Zalgiris ile Milano’nun mevcut durumları, EuroLeague’de iki farklı yönelimi temsil ediyor. Zalgiris, sınırlı bütçesine rağmen sistem basketbolunun gücünü gösteren bir örnek. Tomas Masiulis, oyuncularından maksimum verimi almayı başarıyor; özellikle savunma prensipleri, ribaund disiplini ve tempo kontrolü açısından takım Avrupa’nın en kompakt yapılarından biri. Kızılyıldız maçında yaşanan mağlubiyet, aslında bu yapının kırılganlığını değil, deplasman şartlarında mental olarak zorlandıklarını gösterdi.

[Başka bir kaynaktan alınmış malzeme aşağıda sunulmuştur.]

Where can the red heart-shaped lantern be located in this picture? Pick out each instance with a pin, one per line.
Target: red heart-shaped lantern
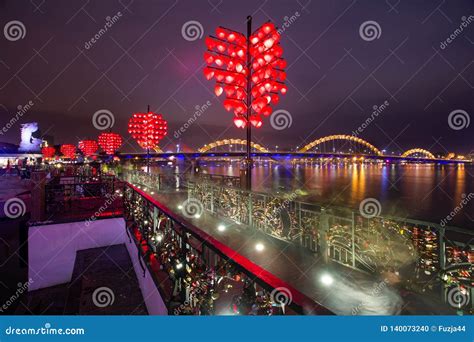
(110, 142)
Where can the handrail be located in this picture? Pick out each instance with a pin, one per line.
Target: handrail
(301, 303)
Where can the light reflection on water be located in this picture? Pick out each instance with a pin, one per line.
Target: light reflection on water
(426, 192)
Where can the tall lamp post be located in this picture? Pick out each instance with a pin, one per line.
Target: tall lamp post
(250, 70)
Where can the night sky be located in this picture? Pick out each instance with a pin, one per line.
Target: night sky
(334, 76)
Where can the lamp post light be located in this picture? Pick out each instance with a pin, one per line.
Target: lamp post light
(249, 69)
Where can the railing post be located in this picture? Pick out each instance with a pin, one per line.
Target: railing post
(323, 231)
(353, 239)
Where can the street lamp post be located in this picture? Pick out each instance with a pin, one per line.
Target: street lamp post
(250, 70)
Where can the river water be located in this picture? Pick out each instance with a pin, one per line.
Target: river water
(426, 192)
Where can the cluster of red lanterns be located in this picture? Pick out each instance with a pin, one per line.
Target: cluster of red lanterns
(88, 147)
(227, 62)
(48, 152)
(148, 129)
(110, 142)
(69, 151)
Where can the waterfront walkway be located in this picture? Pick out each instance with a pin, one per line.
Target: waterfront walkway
(341, 289)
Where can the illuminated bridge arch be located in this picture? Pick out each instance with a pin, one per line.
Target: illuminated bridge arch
(225, 142)
(413, 151)
(349, 138)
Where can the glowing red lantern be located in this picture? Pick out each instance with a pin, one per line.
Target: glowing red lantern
(69, 151)
(88, 147)
(148, 129)
(228, 55)
(110, 142)
(48, 152)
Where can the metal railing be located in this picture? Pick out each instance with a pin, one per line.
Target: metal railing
(194, 271)
(434, 254)
(81, 197)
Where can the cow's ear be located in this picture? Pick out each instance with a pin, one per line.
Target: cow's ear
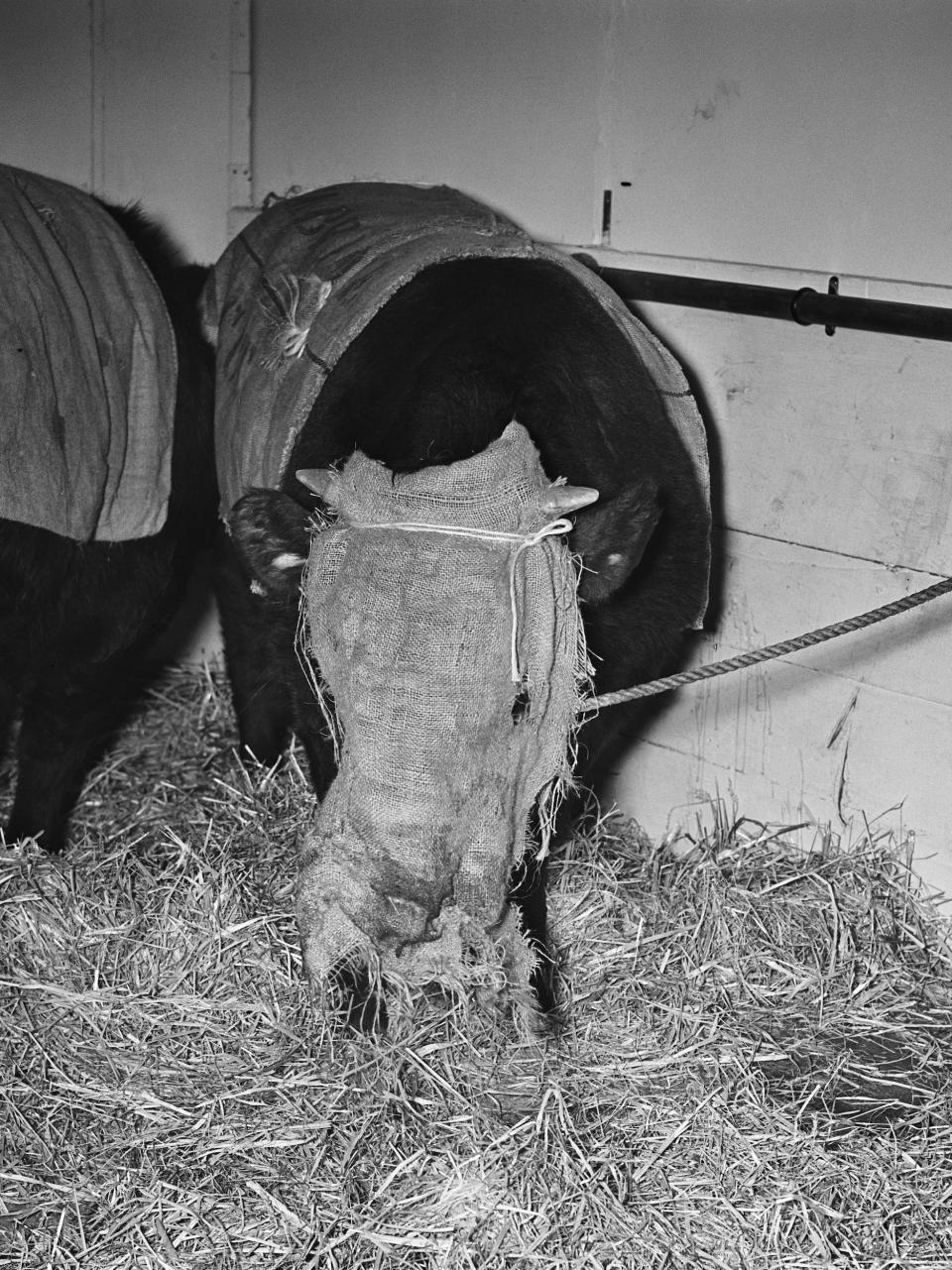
(272, 536)
(612, 536)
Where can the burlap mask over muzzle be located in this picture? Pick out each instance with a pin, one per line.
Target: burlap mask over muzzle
(423, 601)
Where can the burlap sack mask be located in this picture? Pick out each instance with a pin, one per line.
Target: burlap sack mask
(442, 754)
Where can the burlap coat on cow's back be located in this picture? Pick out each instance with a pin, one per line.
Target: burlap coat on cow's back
(295, 289)
(88, 369)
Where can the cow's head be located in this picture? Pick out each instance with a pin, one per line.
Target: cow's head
(441, 610)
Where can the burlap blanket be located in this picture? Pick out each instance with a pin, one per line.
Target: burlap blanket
(305, 277)
(86, 369)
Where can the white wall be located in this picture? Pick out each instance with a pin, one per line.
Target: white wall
(771, 141)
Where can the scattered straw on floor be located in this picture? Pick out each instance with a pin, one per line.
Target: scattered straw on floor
(755, 1068)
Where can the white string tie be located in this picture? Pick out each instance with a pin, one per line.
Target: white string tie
(522, 542)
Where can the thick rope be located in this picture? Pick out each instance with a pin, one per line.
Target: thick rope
(772, 650)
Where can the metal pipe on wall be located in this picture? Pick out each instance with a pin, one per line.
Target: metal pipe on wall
(806, 306)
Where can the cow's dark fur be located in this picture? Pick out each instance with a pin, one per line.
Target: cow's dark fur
(75, 618)
(434, 376)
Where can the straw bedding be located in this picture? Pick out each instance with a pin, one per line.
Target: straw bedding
(753, 1071)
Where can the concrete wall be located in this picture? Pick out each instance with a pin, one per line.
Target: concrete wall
(750, 140)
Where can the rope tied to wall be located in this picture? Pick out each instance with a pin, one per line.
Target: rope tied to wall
(773, 650)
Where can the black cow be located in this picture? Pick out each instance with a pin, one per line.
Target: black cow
(455, 353)
(77, 616)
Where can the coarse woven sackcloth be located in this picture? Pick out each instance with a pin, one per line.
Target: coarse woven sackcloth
(294, 289)
(442, 754)
(88, 369)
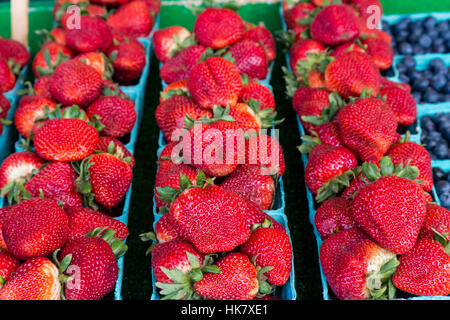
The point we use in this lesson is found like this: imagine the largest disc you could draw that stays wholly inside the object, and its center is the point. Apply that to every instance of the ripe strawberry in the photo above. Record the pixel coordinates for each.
(215, 82)
(334, 215)
(128, 60)
(93, 35)
(117, 115)
(132, 20)
(74, 82)
(252, 184)
(237, 280)
(8, 264)
(391, 209)
(353, 73)
(35, 279)
(169, 41)
(335, 24)
(84, 220)
(179, 66)
(437, 218)
(416, 155)
(270, 248)
(356, 267)
(424, 270)
(264, 38)
(250, 58)
(171, 113)
(329, 170)
(65, 140)
(31, 109)
(218, 28)
(35, 227)
(367, 127)
(402, 104)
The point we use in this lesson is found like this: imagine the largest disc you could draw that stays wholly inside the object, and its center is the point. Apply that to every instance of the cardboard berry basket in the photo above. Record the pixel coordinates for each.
(285, 292)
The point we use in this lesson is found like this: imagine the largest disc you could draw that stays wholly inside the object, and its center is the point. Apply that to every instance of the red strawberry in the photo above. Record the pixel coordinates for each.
(251, 183)
(416, 155)
(218, 28)
(35, 227)
(168, 41)
(215, 82)
(30, 110)
(74, 82)
(132, 20)
(264, 38)
(8, 264)
(65, 140)
(250, 58)
(367, 127)
(333, 216)
(424, 270)
(94, 34)
(437, 218)
(357, 268)
(328, 170)
(270, 248)
(179, 67)
(128, 59)
(171, 113)
(335, 24)
(353, 73)
(118, 115)
(402, 104)
(237, 280)
(84, 220)
(35, 279)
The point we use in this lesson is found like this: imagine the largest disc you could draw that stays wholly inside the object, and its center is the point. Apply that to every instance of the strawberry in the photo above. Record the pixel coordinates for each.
(35, 227)
(179, 66)
(128, 60)
(402, 104)
(49, 57)
(353, 73)
(117, 115)
(391, 208)
(270, 248)
(94, 265)
(215, 82)
(251, 183)
(356, 267)
(436, 218)
(250, 58)
(169, 41)
(218, 28)
(335, 24)
(367, 127)
(132, 20)
(84, 220)
(31, 109)
(334, 215)
(237, 280)
(35, 279)
(74, 82)
(425, 269)
(65, 140)
(93, 35)
(170, 115)
(264, 38)
(415, 155)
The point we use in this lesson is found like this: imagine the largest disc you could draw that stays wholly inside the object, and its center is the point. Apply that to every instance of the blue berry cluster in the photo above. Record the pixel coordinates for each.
(412, 37)
(431, 85)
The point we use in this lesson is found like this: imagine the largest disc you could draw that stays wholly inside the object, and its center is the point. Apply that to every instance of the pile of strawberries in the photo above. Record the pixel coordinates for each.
(380, 230)
(214, 240)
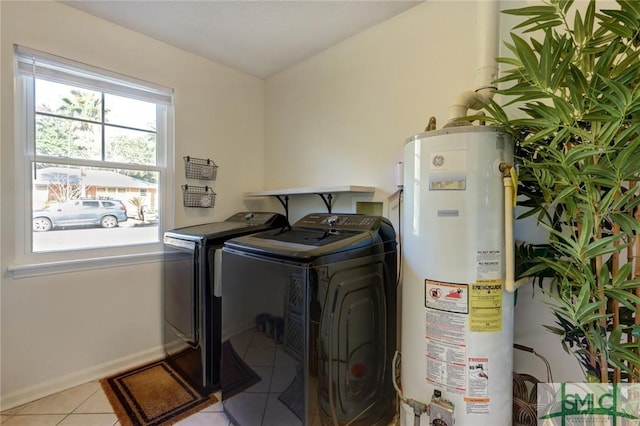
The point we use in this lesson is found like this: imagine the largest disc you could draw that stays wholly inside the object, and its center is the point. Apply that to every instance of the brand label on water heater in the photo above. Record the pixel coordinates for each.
(447, 171)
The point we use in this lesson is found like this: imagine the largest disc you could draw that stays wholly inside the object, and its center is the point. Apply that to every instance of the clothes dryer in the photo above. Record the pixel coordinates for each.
(191, 293)
(326, 288)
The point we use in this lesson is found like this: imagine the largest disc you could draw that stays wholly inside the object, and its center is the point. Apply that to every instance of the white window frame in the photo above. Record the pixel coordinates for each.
(30, 63)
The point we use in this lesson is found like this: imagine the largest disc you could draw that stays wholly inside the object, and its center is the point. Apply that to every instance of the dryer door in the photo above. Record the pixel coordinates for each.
(181, 294)
(353, 345)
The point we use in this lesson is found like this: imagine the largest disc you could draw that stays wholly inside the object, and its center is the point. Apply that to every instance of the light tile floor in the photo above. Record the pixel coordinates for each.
(87, 405)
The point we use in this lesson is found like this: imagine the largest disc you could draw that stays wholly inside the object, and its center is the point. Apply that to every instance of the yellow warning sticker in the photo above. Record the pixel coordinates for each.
(485, 305)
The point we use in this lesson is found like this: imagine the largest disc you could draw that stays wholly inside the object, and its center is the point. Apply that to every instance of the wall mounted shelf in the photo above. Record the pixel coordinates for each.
(324, 192)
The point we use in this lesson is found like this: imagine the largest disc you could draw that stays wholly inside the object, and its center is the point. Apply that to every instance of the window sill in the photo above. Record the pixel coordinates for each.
(59, 267)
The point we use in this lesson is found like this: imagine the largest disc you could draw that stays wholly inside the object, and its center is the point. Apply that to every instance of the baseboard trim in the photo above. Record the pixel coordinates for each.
(40, 390)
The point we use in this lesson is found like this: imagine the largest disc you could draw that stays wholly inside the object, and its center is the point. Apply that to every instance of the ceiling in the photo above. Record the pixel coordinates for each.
(258, 37)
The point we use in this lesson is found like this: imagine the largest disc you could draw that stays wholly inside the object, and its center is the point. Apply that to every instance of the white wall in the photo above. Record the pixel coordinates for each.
(64, 329)
(342, 117)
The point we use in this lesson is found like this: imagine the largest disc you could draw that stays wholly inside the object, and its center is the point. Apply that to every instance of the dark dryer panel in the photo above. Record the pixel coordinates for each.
(330, 281)
(192, 302)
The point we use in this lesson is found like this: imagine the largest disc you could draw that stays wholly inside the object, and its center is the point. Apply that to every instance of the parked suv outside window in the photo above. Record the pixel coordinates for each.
(104, 213)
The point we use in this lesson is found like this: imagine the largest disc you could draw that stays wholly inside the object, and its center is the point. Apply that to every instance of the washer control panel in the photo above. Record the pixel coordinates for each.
(350, 222)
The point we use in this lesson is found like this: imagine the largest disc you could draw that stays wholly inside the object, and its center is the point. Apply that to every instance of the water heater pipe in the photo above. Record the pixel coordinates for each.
(488, 13)
(510, 283)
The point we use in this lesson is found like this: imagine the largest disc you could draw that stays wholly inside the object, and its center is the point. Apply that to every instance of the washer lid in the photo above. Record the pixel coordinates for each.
(239, 224)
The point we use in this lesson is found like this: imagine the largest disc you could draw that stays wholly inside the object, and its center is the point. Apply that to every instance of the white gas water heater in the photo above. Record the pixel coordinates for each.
(457, 314)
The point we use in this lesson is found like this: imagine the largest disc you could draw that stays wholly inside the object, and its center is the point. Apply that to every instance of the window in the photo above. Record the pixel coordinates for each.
(93, 152)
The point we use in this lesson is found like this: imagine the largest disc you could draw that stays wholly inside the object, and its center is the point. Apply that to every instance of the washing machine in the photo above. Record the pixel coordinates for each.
(191, 293)
(311, 309)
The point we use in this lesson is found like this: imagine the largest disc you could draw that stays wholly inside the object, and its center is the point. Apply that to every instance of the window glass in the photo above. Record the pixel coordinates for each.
(95, 148)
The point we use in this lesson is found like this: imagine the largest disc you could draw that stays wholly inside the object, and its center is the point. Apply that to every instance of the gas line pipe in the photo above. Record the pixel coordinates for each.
(509, 182)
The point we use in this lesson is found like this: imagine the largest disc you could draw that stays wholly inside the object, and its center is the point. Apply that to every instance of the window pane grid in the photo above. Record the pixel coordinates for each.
(95, 163)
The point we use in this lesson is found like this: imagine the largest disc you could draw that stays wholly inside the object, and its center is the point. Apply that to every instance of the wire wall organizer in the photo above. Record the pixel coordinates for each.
(198, 196)
(200, 168)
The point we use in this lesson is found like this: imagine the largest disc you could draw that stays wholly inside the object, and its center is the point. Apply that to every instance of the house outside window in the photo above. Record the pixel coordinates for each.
(86, 136)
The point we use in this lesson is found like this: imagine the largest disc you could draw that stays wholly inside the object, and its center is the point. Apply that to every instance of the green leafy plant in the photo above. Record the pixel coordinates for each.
(574, 85)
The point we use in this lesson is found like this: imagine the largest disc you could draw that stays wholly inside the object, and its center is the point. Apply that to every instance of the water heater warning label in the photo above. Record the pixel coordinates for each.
(446, 296)
(485, 305)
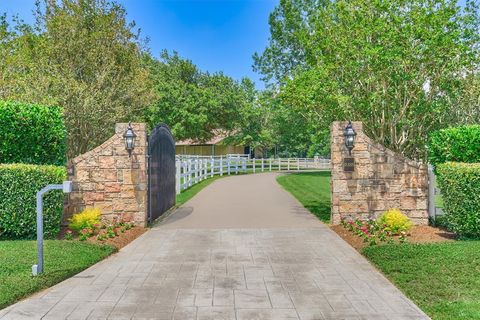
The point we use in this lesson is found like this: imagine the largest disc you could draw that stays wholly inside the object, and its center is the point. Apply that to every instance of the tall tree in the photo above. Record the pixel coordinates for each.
(82, 55)
(195, 104)
(400, 66)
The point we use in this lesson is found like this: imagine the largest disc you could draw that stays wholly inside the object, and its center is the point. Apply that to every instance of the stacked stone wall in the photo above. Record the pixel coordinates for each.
(109, 179)
(381, 180)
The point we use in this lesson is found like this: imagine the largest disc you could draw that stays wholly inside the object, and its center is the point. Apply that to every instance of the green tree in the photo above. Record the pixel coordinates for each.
(195, 104)
(402, 67)
(82, 55)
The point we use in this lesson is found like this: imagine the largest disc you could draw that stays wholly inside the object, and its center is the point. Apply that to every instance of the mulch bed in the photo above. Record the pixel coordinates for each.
(122, 239)
(418, 234)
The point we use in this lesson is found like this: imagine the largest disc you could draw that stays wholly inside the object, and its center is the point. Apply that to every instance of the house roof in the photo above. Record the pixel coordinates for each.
(218, 137)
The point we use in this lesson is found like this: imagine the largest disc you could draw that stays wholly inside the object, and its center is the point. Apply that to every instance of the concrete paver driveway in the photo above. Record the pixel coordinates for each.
(242, 249)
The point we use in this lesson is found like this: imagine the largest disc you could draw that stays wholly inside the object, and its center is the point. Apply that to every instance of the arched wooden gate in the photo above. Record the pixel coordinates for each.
(161, 171)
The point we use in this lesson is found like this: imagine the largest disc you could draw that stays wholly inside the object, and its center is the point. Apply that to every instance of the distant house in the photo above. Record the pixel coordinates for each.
(212, 147)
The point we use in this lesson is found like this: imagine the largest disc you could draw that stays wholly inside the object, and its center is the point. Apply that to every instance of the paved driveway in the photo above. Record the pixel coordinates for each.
(242, 249)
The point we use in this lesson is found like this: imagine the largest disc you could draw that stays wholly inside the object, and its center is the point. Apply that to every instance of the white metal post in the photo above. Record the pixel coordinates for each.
(431, 192)
(212, 167)
(221, 165)
(178, 182)
(190, 172)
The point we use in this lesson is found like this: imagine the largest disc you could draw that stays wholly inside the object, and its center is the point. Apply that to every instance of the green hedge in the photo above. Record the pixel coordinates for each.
(460, 187)
(459, 144)
(31, 133)
(19, 184)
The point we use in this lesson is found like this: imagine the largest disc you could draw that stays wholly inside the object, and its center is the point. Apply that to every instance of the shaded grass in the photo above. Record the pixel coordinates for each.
(62, 259)
(189, 193)
(442, 279)
(312, 189)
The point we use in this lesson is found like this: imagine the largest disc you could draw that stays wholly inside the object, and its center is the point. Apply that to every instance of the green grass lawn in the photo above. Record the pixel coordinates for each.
(312, 189)
(62, 259)
(187, 194)
(442, 279)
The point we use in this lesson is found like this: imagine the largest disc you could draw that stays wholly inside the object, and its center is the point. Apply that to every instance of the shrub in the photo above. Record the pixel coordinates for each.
(459, 144)
(394, 221)
(31, 134)
(19, 184)
(460, 187)
(85, 219)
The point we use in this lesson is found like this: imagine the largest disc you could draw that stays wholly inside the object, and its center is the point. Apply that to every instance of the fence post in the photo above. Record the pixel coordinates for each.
(221, 165)
(431, 192)
(212, 167)
(190, 172)
(178, 176)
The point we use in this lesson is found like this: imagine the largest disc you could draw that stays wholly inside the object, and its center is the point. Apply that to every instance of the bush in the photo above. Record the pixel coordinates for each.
(19, 184)
(460, 187)
(85, 219)
(459, 144)
(31, 134)
(394, 221)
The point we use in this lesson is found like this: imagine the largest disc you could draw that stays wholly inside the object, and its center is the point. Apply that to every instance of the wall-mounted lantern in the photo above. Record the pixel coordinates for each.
(349, 134)
(129, 137)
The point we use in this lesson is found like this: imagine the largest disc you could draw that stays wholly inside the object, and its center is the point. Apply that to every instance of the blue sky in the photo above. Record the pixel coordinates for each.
(217, 35)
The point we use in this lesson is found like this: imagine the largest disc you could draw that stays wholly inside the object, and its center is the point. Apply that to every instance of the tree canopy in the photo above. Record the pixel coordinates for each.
(402, 67)
(83, 56)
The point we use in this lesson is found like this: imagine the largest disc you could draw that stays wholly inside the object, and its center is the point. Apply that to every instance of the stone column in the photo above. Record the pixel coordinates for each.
(381, 180)
(109, 179)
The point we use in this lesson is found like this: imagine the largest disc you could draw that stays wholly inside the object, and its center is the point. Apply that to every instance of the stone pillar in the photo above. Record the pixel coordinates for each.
(381, 180)
(109, 179)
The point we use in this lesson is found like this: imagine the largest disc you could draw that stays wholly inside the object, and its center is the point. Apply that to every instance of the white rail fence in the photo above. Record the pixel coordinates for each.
(193, 169)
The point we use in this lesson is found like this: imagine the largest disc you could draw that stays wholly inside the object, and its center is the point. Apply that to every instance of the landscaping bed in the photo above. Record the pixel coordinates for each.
(62, 259)
(122, 239)
(418, 234)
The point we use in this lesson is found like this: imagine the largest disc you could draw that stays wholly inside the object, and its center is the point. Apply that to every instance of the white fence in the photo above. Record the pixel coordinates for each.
(191, 169)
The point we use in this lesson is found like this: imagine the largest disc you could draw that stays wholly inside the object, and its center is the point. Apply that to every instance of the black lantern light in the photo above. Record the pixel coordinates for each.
(129, 137)
(349, 134)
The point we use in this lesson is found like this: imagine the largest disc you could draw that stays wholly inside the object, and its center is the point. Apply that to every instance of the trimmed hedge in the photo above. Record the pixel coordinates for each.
(459, 144)
(32, 134)
(19, 184)
(460, 187)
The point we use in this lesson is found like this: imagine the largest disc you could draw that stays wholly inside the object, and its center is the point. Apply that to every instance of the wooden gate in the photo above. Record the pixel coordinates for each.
(161, 171)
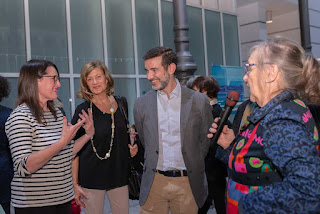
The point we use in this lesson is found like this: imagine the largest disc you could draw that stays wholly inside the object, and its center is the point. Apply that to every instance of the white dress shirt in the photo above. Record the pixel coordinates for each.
(170, 155)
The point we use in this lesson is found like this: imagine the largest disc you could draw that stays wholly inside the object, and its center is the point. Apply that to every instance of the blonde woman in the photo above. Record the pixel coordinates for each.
(103, 162)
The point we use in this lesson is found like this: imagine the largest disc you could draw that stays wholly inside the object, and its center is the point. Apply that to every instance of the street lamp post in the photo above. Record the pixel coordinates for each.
(186, 65)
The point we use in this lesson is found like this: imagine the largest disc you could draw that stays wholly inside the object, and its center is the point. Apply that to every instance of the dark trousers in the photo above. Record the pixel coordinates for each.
(6, 207)
(217, 190)
(55, 209)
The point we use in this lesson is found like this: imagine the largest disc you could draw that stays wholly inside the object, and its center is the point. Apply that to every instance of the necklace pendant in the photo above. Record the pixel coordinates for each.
(107, 155)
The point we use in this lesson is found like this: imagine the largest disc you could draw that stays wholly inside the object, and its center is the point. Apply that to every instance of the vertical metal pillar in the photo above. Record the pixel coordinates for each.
(305, 25)
(186, 65)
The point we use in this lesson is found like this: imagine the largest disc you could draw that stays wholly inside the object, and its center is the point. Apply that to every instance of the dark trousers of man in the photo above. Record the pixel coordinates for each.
(216, 172)
(55, 209)
(217, 189)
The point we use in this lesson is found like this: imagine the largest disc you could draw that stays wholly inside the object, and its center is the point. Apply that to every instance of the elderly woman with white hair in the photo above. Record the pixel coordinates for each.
(273, 163)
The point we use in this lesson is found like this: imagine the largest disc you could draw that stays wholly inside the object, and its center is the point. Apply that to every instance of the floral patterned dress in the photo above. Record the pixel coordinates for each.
(274, 165)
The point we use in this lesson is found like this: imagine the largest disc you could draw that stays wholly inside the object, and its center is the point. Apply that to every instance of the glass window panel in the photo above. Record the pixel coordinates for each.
(196, 38)
(12, 36)
(127, 88)
(120, 37)
(167, 24)
(147, 28)
(65, 97)
(87, 42)
(145, 86)
(49, 32)
(11, 101)
(231, 41)
(214, 39)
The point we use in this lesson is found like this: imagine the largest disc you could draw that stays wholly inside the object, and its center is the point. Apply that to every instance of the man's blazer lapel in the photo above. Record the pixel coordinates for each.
(186, 106)
(153, 108)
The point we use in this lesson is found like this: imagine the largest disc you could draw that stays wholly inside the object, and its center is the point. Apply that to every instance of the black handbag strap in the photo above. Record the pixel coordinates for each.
(123, 106)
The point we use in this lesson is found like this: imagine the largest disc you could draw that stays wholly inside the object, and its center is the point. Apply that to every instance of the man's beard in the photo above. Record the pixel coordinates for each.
(163, 82)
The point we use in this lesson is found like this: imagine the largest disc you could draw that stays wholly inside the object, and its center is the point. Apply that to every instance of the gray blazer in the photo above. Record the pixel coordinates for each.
(195, 120)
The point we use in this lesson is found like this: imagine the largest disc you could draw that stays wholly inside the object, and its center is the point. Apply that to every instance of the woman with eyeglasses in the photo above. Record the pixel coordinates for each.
(40, 143)
(102, 165)
(273, 163)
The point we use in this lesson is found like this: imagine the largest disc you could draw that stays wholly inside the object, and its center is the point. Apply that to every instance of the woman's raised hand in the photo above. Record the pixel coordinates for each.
(226, 136)
(69, 130)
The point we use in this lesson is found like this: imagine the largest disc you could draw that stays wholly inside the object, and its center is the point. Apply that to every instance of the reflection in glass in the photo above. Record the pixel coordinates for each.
(196, 38)
(147, 28)
(231, 40)
(167, 24)
(120, 37)
(145, 86)
(87, 42)
(49, 32)
(12, 36)
(64, 96)
(11, 101)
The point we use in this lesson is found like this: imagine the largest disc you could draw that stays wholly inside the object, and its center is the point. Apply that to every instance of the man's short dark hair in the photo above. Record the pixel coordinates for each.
(168, 55)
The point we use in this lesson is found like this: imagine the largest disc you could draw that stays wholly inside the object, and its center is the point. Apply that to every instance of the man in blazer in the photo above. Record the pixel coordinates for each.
(172, 122)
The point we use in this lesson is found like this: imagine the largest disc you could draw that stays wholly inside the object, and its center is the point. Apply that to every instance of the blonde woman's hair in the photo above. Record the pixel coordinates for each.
(84, 91)
(301, 72)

Takımda hala çok yönlü oyun kurucular, dinamik forvetler ve fiziksel uzunlar var; bu da onları her maçta rekabetçi kılıyor.

Milano cephesinde ise tablo tam tersine dönmüş durumda. Kağıt üzerinde yıldızlarla dolu bir kadro olsa da saha içi bütünlük eksikliği, onların en büyük sorunu. Hücumda tempo kaybı ve yaratıcı eksikliği, savunmada da iletişim kopuklukları göze çarpıyor. Eğer Milano kısa sürede organizasyonel yapısını toparlayamazsa, sezonun başında belirlenen hedeflerden hızla uzaklaşabilir. Guduric’in liderlik rolünü üstlenmesi, Nebo’nun dönüşüyle birlikte pota altındaki sertliğin yeniden kazanılması bu süreçte belirleyici olacak.

Genel olarak bakıldığında, Zalgiris’in takım kimyası ve savunma karakteri, Milano’nun bireysel yıldızlardan oluşan ama sistemsiz görüntüsüne göre çok daha oturmuş bir yapı sunuyor. Zalgiris, her maçta rakibini enerjisiyle zorlayan, disiplinli bir takım olmayı sürdürüyor. Milano ise yeniden kimlik kazanmak için rotasını bulmak zorunda. Bu karşılaşma, yalnızca bir EuroLeague maçı değil; sistematik istikrarla bireysel kalitenin çatışması anlamına geliyor — ve şu anda istikrarın tarafı Zalgiris.